Inducible co-stimulator (ICOS), an immune costimulatory molecule, has been found to play an essential role across various malignancies. This study investigated the transcriptome profile and clinical characterization of ICOS in gliomas. Clinical information and transcriptome data of 301 glioma samples were downloaded from the Chinese Glioma Genome Atlas (CGGA) dataset for analysis (CGGA301 cohort). Furthermore, the results were validated in 697 samples with RNAseq data from the TCGA glioma dataset and 325 gliomas with RNAseq data from the CGGA325 dataset. Immunohistochemistry was performed to evaluate ICOS protein expression across different WHO grades in a tissue microarray (TMA). In addition, single-cell sequencing data from CGGA and GSE 163108 datasets were used to analyze the ICOS expression across different cell types. Statistical analyses and figure production were performed with R-language. We found that ICOS was significantly upregulated in higher-grade, IDH wild type, and mesenchymal subtype of gliomas. Functional enrichment analyses revealed that ICOS was mainly involved in glioma-related immune response. Moreover, ICOS showed a robust correlation with other immune checkpoints, including the PD1/PD-L1/PD-L2 pathway, CTLA4, ICOSL (ICOS ligand), and IDO1. Subsequent Tumor Immune Dysfunction and Exclusion (TIDE) analysis revealed that GBM patients with higher ICOS expression seemed to be more sensitive to ICB therapy. Furthermore, based on seven clusters of metagenes, GSVA identified that ICOS was tightly associated with HCK, LCK, MHC-I, MHC-II, STAT1, and interferon, especially with LCK, suggesting a strong correlation between ICOS and T-cell activity in gliomas.
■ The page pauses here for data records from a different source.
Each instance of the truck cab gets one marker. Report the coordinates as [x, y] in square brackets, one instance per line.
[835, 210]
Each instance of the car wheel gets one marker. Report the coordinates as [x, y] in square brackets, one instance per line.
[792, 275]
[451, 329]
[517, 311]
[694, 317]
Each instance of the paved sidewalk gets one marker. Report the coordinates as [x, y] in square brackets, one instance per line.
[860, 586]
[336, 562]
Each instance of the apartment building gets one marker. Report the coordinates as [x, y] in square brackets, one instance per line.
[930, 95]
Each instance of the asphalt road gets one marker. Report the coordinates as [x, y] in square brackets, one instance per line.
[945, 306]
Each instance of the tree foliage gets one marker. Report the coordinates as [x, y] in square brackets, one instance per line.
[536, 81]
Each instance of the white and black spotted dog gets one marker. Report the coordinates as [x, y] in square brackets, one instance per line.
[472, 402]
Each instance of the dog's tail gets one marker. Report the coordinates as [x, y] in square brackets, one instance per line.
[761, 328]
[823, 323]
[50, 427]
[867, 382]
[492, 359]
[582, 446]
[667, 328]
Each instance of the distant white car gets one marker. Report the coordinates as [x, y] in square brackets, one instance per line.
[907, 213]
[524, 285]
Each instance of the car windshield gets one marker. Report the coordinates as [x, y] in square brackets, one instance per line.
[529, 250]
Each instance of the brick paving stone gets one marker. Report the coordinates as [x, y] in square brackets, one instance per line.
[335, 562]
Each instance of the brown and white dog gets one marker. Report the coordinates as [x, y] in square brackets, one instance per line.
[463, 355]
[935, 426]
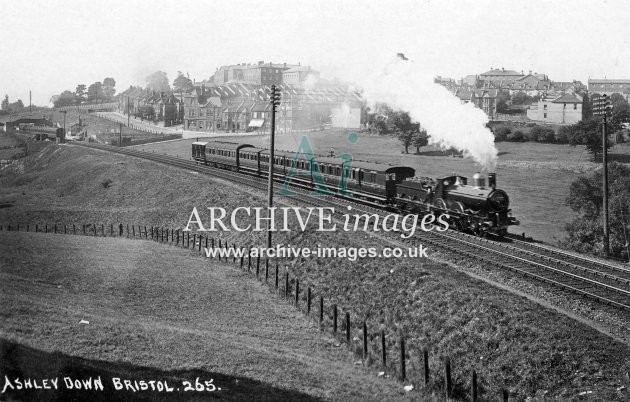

In cell lineage analysis, Higher-ICOS gliomas tended to recruit dendritic cells, monocytes, and macrophages into the tumor microenvironment. Single-cell sequencing analysis indicated that ICOS was highly expressed by regulatory T cells (Tregs), especially in mature Tregs. Finally, patients with higher ICOS had shortened survival. ICOS was an independent prognosticator for glioma patients. In conclusion, higher ICOS is correlated with more malignancy of gliomas and is significantly associated with Treg activity among glioma-related immune responses. Moreover, ICOS could contribute as an independent prognostic factor for gliomas. Our study highlights the role of ICOS in glioma and may facilitate therapeutic strategies targeting ICOS for glioma.
诱导性共刺激分子(ICOS)是一种免疫共刺激分子,已发现在各种恶性肿瘤中发挥重要作用。本研究调查了ICOS在胶质瘤中的转录组谱和临床特征。从中国胶质瘤基因组图谱(CGGA)数据集下载了301例胶质瘤样本的临床信息和转录组数据进行分析(CGGA301队列)。此外,在来自TCGA胶质瘤数据集的697个具有RNAseq数据的样本和来自CGGA325数据集的325个具有RNAseq数据的胶质瘤中验证了结果。在组织微阵列(TMA)中进行免疫组织化学以评估不同WHO分级中ICOS蛋白的表达。此外,使用来自CGGA和GSE 163108数据集的单细胞测序数据来分析不同细胞类型中的ICOS表达。使用R语言进行统计分析和图形制作。我们发现ICOS在高级别、IDH野生型和间充质亚型的胶质瘤中显著上调。功能富集分析表明ICOS主要参与胶质瘤相关的免疫反应。此外,ICOS与其他免疫检查点密切相关,包括PD1/PD-L1/PD-L2途径、CTLA4、ICOSL(ICOS配体)和IDO1。随后的肿瘤免疫功能障碍和排除(TIDE)分析表明,ICOS表达较高的胶质母细胞瘤患者似乎对ICB治疗更敏感。此外,基于七个元基因簇,GSVA确定ICOS与HCK、LCK、MHC-I、MHC-II、STAT1和干扰素密切相关,尤其是与LCK,这表明ICOS与胶质瘤中的T细胞活性之间存在很强的相关性。在细胞谱系分析中,ICOS较高的胶质瘤倾向于将树突状细胞、单核细胞和巨噬细胞募集到肿瘤微环境中。单细胞测序分析表明ICOS在调节性T细胞(Tregs)中高表达,尤其是在成熟Tregs中。最后,ICOS较高的患者生存期缩短。ICOS是胶质瘤患者的独立预后因素。总之,较高的ICOS与胶质瘤的更多恶性程度相关,并且在胶质瘤相关的免疫反应中与Treg活性显著相关。此外,ICOS可作为胶质瘤的独立预后因素。我们的研究突出了ICOS在胶质瘤中的作用,并可能促进针对ICOS的胶质瘤治疗策略。